In his hands a few bright flowers,
Gathered in the earlier hours,

Speedwell-blue, and poppy-red,
Withered in the sun and dead,


With a history to each,
Are more eloquent than speech.

In his eyes the welling tears
Plead against the lapse of years.

And that mouth we knew so well,

Hath a pilgrim’s tale to tell.

Hear his litany again:
"Guendolen, Guendolen!"

"No, love, no, thou art a ghost!
Love long since in night was lost.


"Thou art but the shade of him,
For thine eyes are sad and dim."

"Nay, but they will shine once more,
 Glad and brighter than before,

"If thou bring me but again

 To my mother Guendolen!

"These dark flowers are for thee,
 Gathered by the lonely sea.

"And these singing shells for her
 Who first called me wanderer,


"In whose beauty glad I grew,
 When this weary life was new."

Hear him raving! "It is I.
Love once born can never die."

"Thou, poor love, thou art gone mad

 With the hardships thou hast had.

"True, it is the spring of year,
 But thy mother is not here.

"True, the Guelder roses bloom
 As long since about this room,


"Where thy blessed self was born
 In the early golden morn

"But the years are dead, good lack!
 Ah, love, why hast thou come back,

"Pleading at the door again,

  'Guendolen, Guendolen’?"

When the Guelder roses bloom,
And the vernal stars resume

Their old purple sweep and range,
I can hear a whisper strange


As the wind gone daft again,
"Guendolen, Guendolen!"

"When the Guelder roses blow,
 Love that died so long ago,

"Why wilt thou return so oft,

 With that whisper sad and soft

"On thy pleading lips again,
  ‘Guendolen, Guendolen’!"

Still the Guelder roses bloom,
And the sunlight fills the room,


Where love’s shadow at the door
Falls upon the dusty floor.

And his eyes are sad and grave
With the tenderness they crave,

Seeing in the broken rhyme

The significance of time,

Wondrous eyes that know not sin
From his brother death, wherein

I can see thy look again,
Guendolen, Guendolen.


And love with no more to say,
In this lovely world to-day

Where the Guelder roses bloom,
Than the record on a tomb,

Only moves his lips again,

"Guendolen, Guendolen!"

Then he passes up the road
From this dwelling, where he bode

In the by-gone years.
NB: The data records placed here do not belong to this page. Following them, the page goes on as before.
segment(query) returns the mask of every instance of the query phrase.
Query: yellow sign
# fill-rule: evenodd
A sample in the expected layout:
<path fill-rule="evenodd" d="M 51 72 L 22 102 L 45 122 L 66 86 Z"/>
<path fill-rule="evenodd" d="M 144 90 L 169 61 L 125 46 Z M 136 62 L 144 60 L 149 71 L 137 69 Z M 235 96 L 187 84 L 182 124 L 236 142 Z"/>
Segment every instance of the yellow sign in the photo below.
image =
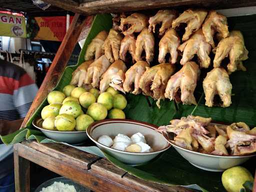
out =
<path fill-rule="evenodd" d="M 26 38 L 25 18 L 0 14 L 0 36 Z"/>

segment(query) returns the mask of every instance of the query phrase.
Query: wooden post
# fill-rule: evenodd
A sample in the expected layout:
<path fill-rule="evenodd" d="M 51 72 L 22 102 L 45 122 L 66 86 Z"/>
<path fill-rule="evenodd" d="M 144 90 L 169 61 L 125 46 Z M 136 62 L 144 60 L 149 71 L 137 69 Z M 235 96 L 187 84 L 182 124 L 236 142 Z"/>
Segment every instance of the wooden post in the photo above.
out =
<path fill-rule="evenodd" d="M 58 82 L 84 26 L 86 18 L 86 16 L 78 14 L 74 17 L 71 25 L 62 41 L 49 70 L 22 124 L 22 127 L 26 126 L 28 120 L 49 92 L 52 90 Z"/>

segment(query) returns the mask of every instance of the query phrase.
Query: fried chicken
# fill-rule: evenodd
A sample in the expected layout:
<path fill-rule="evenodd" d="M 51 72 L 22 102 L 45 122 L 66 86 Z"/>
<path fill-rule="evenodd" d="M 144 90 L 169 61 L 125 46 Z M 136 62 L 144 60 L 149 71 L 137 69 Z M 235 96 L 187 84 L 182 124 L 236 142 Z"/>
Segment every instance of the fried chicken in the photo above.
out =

And still,
As he mounts the sunset hill


Where the Guelder roses blow
With their drifts of summer snow,

I can hear him, like one dazed
At a phantom he has raised,

Murmur o’er and o’er again,

"Guendolen, Guendolen!"

And thus every year, I know,
When the Guelder roses blow,

Love will wander by my door,
Till the spring returns no more;


Till no more I can withstand,
But must rise and take his hand

Through the countries of the night,
Where he walks by his own sight,

To the mountains of a dawn

That has never yet come on,

Out of this fair land of doom
Where the Guelder roses bloom,

Till I come to thee again,
Guendolen, Guendolen.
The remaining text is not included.